– Сухарь жуете? – спросил майор.

– Сухарь.

– Дайте и мне.

Я отломил кусок сухаря и подал ему. Майор взял сухарь и поднес ко рту.

– Не могу есть, – сказал он вдруг, встал и пошел к блиндажу.

Я пошел за майором.

В блиндаже все было по-старому. Полковник сидел с намыленной щекой. Но рядом с ним мы увидели нового офицера с петлицами старшего лейтенанта. Его левая рука была забинтована. По белизне бинта и по розовому оттенку проступавшего кровяного пятна я догадался, что перевязка сделана недавно. Старший лейтенант положил раненую руку на стол, а правой неуклюже свертывал папиросу. Когда мы вошли, полковник поднял голову и провел пальцем по намыленной щеке.

– Где же парикмахер? – спросил он.

В ту же секунду начался артиллерийский обстрел.

Снаряды рвались в районе нашего блиндажа. Я слышал разрывы справа, слева, всюду, почти без промежутков, без пауз. Я чувствовал, как взрывная волна бьет по стенкам. Пламя коптилки дрожало при каждом ударе. Грохот кругом не умолкал. Мне казалось, что все смешалось. Был только грохот и дрожащий язычок пламени. Потом все прекратилось. С последним разрывом погасла коптилка. Стало тихо. Люди тяжело дышали в темноте. Майор вынул спички и зажег коптилку. Я спросил его, сколько накатов над нами. Начштаба поднял вверх один палец.

Все мы молчали. Кто-то храпел на нарах так сильно, что его не могла заглушить никакая артиллерия. Я сел на землю и прислонился к стене. Земля в блиндаже была влажная. Есть мне уже не хотелось, но очень хотелось спать. Я закрыл глаза и стал считать разрывы где-то вдалеке. Досчитал до восемнадцати. Одновременно с восемнадцатым раздался громкий голос радиста:

– «Роза», «Роза» говорит!

Я открыл глаза и подался вперед. Полковник стоял у рации. Говорила «Роза» – рация командирского танка, одного из тех шести, что дрались в десяти километрах от нас. Командир докладывал, что положение танков критическое.

Радист лихорадочно раскодировал цифры радиограммы:

«Несколько немецких пушек ведут стрельбу термитными снарядами. Из леса показалось около десятка немецких танков. Один наш танк горит, но экипаж не прекращает стрельбы. Боеприпасы на исходе. Будем драться, пока живы. Все».

А затем снова начался дьявольский обстрел, от которого хотелось лечь на землю и врыться в нее так, чтобы совсем исчезнуть с ее поверхности.

– Засекли нашу рацию, наверно, – сказал начштаба.

– И засекать не надо, – ответил кто-то с нар. – Сутки назад тут немцы сидели.
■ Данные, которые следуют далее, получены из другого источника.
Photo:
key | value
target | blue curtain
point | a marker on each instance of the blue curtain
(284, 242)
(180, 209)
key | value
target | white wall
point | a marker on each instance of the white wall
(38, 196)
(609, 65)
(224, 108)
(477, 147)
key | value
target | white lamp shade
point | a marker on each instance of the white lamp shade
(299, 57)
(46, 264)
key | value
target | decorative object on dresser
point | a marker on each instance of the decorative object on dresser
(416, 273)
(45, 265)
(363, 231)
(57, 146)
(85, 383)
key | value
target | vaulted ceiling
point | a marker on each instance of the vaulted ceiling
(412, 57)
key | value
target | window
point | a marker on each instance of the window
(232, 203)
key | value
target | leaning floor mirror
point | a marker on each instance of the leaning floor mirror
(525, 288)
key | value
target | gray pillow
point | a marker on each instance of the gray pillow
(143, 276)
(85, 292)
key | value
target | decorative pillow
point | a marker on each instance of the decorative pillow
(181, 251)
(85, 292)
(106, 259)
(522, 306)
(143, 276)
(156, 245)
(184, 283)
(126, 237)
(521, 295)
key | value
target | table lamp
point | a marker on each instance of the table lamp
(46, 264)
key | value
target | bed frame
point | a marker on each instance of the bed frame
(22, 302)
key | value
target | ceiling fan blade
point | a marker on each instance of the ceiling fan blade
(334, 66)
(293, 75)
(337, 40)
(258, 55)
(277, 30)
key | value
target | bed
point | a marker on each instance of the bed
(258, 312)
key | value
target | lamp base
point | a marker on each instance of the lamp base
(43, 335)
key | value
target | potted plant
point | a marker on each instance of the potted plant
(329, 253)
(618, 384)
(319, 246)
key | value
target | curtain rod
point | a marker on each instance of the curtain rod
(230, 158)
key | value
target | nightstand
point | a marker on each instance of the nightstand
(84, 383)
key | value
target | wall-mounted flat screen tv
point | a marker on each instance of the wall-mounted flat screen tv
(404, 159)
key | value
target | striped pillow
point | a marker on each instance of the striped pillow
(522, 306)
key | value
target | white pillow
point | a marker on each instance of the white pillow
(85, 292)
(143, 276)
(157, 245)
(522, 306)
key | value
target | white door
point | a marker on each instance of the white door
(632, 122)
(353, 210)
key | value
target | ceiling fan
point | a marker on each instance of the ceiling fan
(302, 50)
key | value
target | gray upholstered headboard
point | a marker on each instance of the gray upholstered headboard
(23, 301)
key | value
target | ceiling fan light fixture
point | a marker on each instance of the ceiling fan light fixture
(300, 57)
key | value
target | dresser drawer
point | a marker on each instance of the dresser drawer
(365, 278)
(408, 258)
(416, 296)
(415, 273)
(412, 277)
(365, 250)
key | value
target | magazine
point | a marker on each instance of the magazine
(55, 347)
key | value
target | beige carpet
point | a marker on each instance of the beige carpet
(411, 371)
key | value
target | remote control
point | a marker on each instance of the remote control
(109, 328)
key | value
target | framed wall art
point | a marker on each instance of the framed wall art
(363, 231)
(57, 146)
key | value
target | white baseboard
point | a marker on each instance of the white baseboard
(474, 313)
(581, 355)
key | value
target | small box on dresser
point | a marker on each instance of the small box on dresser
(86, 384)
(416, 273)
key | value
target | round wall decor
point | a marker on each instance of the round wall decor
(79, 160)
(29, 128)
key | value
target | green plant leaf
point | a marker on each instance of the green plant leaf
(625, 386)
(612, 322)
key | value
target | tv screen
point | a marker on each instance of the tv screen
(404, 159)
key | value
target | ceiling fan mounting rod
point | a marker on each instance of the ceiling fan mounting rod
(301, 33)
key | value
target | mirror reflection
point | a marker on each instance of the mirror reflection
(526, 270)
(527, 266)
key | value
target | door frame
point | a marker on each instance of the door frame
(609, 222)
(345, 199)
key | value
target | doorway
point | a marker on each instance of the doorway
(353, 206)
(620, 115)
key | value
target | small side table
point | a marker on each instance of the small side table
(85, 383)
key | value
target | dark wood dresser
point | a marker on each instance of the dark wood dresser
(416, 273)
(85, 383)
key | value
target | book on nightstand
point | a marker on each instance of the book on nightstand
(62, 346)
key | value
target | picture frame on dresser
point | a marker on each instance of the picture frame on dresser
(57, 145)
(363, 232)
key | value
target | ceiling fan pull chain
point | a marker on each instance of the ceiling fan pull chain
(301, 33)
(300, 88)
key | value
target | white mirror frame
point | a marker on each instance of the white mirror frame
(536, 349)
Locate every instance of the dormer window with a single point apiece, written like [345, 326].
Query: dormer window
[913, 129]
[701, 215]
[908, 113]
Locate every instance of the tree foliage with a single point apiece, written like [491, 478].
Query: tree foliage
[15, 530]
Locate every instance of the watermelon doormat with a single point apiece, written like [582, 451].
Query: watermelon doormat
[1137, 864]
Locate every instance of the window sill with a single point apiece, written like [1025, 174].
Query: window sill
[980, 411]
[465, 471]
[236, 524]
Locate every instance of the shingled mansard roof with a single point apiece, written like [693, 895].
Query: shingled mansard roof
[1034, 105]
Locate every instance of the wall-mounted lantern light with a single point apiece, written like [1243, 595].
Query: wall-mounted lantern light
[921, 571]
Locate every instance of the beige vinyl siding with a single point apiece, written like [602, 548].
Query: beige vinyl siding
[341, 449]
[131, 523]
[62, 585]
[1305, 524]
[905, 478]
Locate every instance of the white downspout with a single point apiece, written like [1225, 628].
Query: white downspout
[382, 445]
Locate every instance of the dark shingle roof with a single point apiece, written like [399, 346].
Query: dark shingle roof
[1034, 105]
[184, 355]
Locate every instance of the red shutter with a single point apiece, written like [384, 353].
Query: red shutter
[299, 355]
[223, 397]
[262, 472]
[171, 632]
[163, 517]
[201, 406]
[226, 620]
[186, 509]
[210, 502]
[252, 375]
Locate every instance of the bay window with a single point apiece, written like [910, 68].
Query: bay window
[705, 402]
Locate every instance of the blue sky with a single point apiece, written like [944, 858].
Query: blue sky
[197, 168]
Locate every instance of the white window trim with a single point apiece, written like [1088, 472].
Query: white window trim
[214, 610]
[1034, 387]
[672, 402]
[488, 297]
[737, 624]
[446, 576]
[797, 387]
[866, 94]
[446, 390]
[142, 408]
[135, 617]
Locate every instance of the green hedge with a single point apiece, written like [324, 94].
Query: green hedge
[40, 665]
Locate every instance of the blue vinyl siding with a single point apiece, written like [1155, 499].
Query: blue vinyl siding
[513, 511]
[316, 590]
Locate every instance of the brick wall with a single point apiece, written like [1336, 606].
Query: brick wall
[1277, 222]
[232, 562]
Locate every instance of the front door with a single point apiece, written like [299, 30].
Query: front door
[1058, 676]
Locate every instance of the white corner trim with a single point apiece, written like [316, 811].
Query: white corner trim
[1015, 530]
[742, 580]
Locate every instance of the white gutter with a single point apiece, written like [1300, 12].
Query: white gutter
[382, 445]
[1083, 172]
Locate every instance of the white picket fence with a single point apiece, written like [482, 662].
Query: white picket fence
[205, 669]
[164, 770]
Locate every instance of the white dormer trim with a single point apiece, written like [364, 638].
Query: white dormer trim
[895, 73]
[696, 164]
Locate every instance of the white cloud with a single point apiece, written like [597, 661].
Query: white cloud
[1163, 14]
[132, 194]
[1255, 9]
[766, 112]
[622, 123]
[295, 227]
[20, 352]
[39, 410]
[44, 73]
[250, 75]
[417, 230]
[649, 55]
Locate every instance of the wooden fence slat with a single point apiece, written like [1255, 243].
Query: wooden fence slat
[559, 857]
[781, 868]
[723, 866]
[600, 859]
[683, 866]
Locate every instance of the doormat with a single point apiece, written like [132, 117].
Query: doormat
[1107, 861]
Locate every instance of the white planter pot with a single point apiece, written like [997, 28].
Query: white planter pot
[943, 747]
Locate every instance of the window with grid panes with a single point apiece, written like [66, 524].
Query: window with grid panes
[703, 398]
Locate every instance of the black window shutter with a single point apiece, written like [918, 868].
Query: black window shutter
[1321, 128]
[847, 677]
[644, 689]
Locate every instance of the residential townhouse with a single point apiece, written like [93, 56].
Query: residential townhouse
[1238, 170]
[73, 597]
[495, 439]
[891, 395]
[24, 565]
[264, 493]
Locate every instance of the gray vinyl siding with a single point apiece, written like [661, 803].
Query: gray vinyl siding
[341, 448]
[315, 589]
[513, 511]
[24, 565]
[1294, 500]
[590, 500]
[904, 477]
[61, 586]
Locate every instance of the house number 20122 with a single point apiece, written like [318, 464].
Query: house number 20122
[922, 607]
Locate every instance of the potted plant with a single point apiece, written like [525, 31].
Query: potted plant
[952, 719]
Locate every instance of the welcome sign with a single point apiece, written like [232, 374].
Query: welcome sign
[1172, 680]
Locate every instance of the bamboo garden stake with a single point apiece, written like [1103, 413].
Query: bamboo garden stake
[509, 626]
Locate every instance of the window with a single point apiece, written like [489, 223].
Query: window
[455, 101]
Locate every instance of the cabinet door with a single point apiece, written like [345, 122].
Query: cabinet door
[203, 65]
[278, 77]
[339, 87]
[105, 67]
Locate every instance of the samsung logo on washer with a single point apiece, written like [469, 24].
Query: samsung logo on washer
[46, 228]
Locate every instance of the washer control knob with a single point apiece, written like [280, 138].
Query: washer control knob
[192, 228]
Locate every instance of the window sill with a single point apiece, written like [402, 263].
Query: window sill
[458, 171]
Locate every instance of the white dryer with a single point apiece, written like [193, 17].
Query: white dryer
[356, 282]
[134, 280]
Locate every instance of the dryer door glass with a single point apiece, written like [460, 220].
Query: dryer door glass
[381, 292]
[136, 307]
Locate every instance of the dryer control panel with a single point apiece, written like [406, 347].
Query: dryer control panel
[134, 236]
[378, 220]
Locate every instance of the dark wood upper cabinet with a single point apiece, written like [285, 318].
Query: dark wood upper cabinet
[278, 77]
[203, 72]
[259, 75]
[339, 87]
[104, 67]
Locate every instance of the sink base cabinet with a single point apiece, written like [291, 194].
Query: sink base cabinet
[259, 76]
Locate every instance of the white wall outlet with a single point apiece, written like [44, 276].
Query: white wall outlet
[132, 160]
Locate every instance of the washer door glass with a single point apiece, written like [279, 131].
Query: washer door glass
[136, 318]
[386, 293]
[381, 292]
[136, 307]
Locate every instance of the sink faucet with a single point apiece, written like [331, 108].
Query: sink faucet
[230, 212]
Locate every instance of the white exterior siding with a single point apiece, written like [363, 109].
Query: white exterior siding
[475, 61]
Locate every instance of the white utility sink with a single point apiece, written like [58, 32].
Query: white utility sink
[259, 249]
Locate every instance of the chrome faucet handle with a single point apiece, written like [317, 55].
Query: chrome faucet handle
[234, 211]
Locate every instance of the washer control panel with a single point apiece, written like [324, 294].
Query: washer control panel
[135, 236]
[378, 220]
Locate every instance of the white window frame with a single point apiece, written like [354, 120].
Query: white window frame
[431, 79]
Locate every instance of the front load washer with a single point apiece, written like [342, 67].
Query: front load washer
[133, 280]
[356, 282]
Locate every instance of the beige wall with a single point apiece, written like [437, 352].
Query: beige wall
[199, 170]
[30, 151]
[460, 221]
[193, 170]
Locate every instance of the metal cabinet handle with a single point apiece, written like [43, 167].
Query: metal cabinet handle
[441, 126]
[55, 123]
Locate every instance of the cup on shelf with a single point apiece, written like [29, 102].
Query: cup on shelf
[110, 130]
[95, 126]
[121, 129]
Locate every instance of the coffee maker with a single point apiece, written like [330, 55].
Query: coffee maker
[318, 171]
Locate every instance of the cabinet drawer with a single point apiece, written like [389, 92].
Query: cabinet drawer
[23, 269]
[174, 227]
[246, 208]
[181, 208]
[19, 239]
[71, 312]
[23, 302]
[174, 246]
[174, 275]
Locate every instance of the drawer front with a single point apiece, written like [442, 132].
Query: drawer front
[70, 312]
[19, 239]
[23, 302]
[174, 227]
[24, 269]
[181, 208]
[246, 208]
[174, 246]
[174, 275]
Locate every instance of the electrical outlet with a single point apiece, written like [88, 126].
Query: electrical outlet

Небось свои дома-то знают.

Рвануло дверь блиндажа, погасла коптилка, и с потолка посыпалась земля.

– Выключите рацию на десять минут! – приказал полковник. – Да где же наконец брадобрей?

– Парикмахер убит, товарищ полковник, – промолвил кто-то у дверей. – Бежал с квасцами этими, а его осколком…

– У вас мыло на лице, Борис Григорьевич, – заметил начштаба.

Полковник вынул платок и вытер остатки мыла.

Потекли страшные минуты. Рация молчала. Люди там, в танках, чей голос, казалось, мы только что слышали, стали вдруг бесконечно далекими от нас. Я шепотом спросил майора, как зовут командира того танка, что горит, но не сдается. Я закрыл глаза, и мне показалось, будто я вижу перед собой горящий танк. Все молчали и смотрели на радиста. Он снял телефоны и дремал, откинувшись на спину. Он не спал вторые сутки. Было тихо, но мне казалось, что я слышу хруст гусениц.

– Я поеду, – внезапно произнес старший лейтенант с забинтованной рукой и встал.

– Нет, Пашковский.

– Мне нужны две машины – и я прорвусь.

– Вы не поедете, – сказал полковник, чуть повышая голос. – Вы ранены.

– Я командир батальона. Мои машины там, а я здесь. Разве это правильно? – возразил Пашковский.